Mais pour la préfecture, "il est normal d'effectuer ces contrôles car on peut avoir des déclarations de citoyenneté iranienne aux fins d'échapper à une reconduite puisqu'il est su que la France ne reconduit pas vers l'Iran".
Libérée après plusieurs jours en centre de rétention
"Ces agissements renvoient les migrants à une situation de non-droit et de privation de liberté", alerte encore Julie Aufaure. Après son arrestation à l’aéroport de Chambéry mi-janvier, la ressortissante iranienne a été envoyé dans un centre de rétention administratif (CRA) à Cornebarrieu, à Toulouse, durant plusieurs jours, avant d’être libérée par un juge des libertés et des détentions. À ce jour, les associations sont sans nouvelle d’elle.

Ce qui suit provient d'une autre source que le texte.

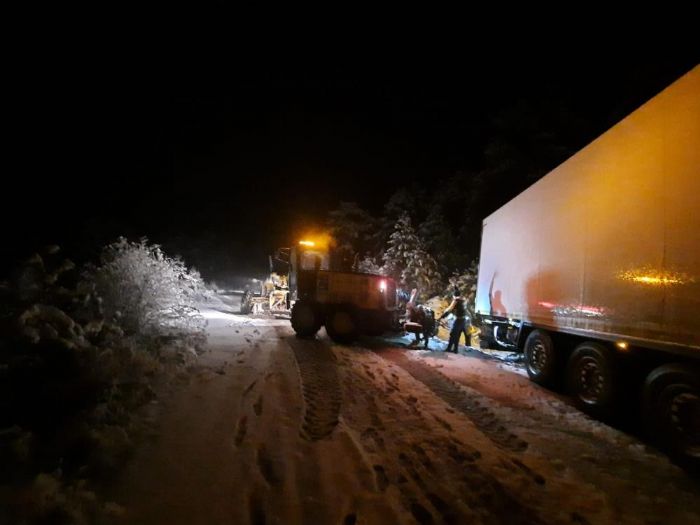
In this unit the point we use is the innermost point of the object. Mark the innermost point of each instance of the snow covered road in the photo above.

Amnesty s’inquiète aussi du choc subi par ces personnes qui arrivent jusqu’ici avec de lourds traumatismes. Une militante qui a recueilli la migrante en sortie de CRA a décrit à Mediapart une jeune femme déboussolée par cette expérience.
Le cas de cette Iranienne qui a tenté de rejoindre le Royaume-Uni avec de faux papiers pose, en outre, la question de "l’inexistence de voie légale et sûre" pour demander l’asile au Royaume-Uni, déplore Amnesty.
Dans le cas de cette migrante, la situation pourrait toutefois s’arranger plus vite que prévu puisque "le gouvernement français a contacté le Royaume-Uni afin de lui permettre de se rapprocher de sa famille", précise la préfecture de Savoie.
Mais quant est-il des autres migrants iraniens sous le coup d’une OQTF ? Les associations et la presse française ont recensé au moins 4 Iraniennes dans ce cas. Parmi elles figure une femme, interpellée le 6 janvier après avoir tenté de traverser la Manche, qui s'est vu notifier une interdiction de retour sur le territoire français et l’espace Schengen d’un an. Son dossier passe devant le tribunal administratif de Rouen le 15 février.